Google announced plans to buy smart (and learning) thermostat maker Nest for $3.2 billion, raising interest and some privacy concerns, among many. And TV set and smartphone giant Samsung laid out a hazy plan to do the same using a platform of sorts that would initially only work with its other products.
Preceding these developments, those with launched home management offerings that go far beyond home security monitoring read like a who’s who of service providers – including Comcast, Verizon, Time Warner Cable and AT&T.
The services allow consumers to remotely monitor and control video cameras, sensors, thermostats, smoke and carbon monoxide detectors, locks, light switches and more from an app on their smartphones and wireless computing devices using a broadband connection.

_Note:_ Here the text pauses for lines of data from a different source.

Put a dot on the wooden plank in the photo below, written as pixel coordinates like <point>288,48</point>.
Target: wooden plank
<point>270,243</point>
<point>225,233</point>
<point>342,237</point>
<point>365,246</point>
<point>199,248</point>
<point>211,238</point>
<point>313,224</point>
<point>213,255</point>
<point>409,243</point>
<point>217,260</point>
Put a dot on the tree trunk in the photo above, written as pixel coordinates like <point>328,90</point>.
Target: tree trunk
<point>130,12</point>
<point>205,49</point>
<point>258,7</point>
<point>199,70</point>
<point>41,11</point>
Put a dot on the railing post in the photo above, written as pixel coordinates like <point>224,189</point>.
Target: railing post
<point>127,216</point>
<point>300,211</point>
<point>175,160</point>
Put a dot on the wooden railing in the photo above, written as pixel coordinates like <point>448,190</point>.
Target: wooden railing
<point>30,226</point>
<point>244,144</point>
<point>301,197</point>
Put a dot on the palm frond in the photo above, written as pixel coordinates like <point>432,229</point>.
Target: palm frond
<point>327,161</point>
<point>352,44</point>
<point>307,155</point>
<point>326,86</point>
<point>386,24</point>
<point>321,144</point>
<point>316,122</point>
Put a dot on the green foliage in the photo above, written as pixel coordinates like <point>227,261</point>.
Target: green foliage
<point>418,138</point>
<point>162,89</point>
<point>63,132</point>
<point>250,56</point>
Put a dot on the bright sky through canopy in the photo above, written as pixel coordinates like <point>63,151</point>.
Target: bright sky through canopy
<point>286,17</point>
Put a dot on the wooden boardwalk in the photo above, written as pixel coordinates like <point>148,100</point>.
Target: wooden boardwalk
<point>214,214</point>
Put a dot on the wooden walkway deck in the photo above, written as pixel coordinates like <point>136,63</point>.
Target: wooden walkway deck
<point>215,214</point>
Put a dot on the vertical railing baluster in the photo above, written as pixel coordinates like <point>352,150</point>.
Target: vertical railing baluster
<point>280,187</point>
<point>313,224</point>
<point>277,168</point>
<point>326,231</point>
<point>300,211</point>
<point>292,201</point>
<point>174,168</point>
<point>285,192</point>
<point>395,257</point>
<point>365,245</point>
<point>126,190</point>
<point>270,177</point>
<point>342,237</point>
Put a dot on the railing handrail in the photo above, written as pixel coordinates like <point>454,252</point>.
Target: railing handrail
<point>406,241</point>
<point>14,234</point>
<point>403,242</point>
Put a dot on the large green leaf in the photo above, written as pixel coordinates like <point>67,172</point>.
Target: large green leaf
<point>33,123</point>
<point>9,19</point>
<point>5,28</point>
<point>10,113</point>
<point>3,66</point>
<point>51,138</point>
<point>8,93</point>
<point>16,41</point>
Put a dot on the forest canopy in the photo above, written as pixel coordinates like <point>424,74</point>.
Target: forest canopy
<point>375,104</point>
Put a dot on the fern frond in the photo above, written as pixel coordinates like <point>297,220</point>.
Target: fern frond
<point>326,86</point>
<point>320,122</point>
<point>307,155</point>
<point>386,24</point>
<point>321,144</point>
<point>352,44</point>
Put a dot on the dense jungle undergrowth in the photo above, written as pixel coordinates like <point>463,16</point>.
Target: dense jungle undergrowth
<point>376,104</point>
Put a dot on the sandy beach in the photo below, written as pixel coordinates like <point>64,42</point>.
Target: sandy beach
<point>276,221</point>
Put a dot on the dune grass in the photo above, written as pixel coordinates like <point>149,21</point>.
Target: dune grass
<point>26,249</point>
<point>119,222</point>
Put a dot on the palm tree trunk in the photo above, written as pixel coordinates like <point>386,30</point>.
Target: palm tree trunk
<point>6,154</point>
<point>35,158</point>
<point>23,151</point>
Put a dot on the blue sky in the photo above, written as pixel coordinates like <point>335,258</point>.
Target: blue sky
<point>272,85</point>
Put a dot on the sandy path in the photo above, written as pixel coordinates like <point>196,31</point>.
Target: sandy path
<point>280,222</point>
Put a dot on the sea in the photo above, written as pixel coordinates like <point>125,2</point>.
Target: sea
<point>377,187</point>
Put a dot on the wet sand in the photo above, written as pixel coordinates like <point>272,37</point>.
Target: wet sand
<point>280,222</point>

Where once remote video monitoring via camera for security purposes comprised the top shelf of the home control packages – and consumers used them to keep any eye on their pets – Google’s purchase of learning thermostat maker Nest raises a core question.
Consumers need to know if home control offerings will stay in their current phase for the foreseeable future or advance to include capabilities like appliance control and usher in the much-discussed smart home era. This knowledge would go a long way to determining whether consumers act now or wait on software-driven, higher IQ offerings that seem a tad futuristic.
While alluring, the concept of everything from video cameras, to door locks to major appliances being controlled remotely by a consumer from a single interface needs to move much farther toward deliverability, given the state of automation and infrastructure in today’s residences – new, older or historic.
-Who knows home control? Service providers know Internet access, TV, set-top boxes, gateways and more generic consumer electronics devices. Alarm companies know remote break-in monitoring. Google knows plenty, but how much about home control? TV makers such as Samsung also know smartphones. Third parties can build you much beyond a dumb home system but is it affordable and easy to operate?
-Foundation first. Wireless wins. Unless you treasure having your residence opened up and then sealed to hide a spaghetti web of wires that connects individual device, wireless is the quick, easy and flexible alternative.
That still leaves selecting a networking scheme that offers broad broadband coverage throughout the abode to allow flexibility in the location of installed devices. You can’t redesign homes to fit a networking plan to you need a networking plan that fits the living and working space.
It’s common today for wireless range extenders unit sales to far exceed wireless router volume as consumers are looking to expand their current wireless network to more rooms, more devices and for greater throughout.
-Device decisions. Consumers need next decide which elements of the home they wish to control and select the corresponding device, or have a service provider/third party select for you. Pre-set packages of device types and quantities with corresponding prices may need to be adjusted on a case-by-case basis.
-Purchase & Pricing. Providers appear to be looking for you to provide and install the devices for a flat fee and pay a monthly service fee. There are base packages designed to give user reference points or frameworks from which to build.
-Skills. There is neither a shortage of tech-savvy consumers, nor a shortage of tech-savvy small to large integrators willing to handle home control undertakings. The key here is to possess expertise in home automation and handling utilities as well. Finding providers with breadth-and-depth experience could prove challenging.
-Payoff. How do you put a price on home control promising to deliver piece of mind as to the health, well-being and optimal management of your most expensive possession? Purported bennies includes discounts on a part of your home insurance premium, reduced heating and electricity expenses, and gas/time saved not having to open the garage and doors for others in person. Cost avoidance (damage to property, replacing stolen possessions and time lost to damage control) should also be considered.
Add in the entertainment value of remotely monitoring the behavior of pets and…you’ve got a deal.
-Not so fast. Like any lucrative market driven by technology and innovation, advances (home healthcare) and competition are a given. The entry of household names Google and Samsung pique the interest of those who are hearing the multimedia marketing campaigns for home control services available now.
An informed consumer can choose his or her own timing. Help potential customers get educated about smart(er) homes.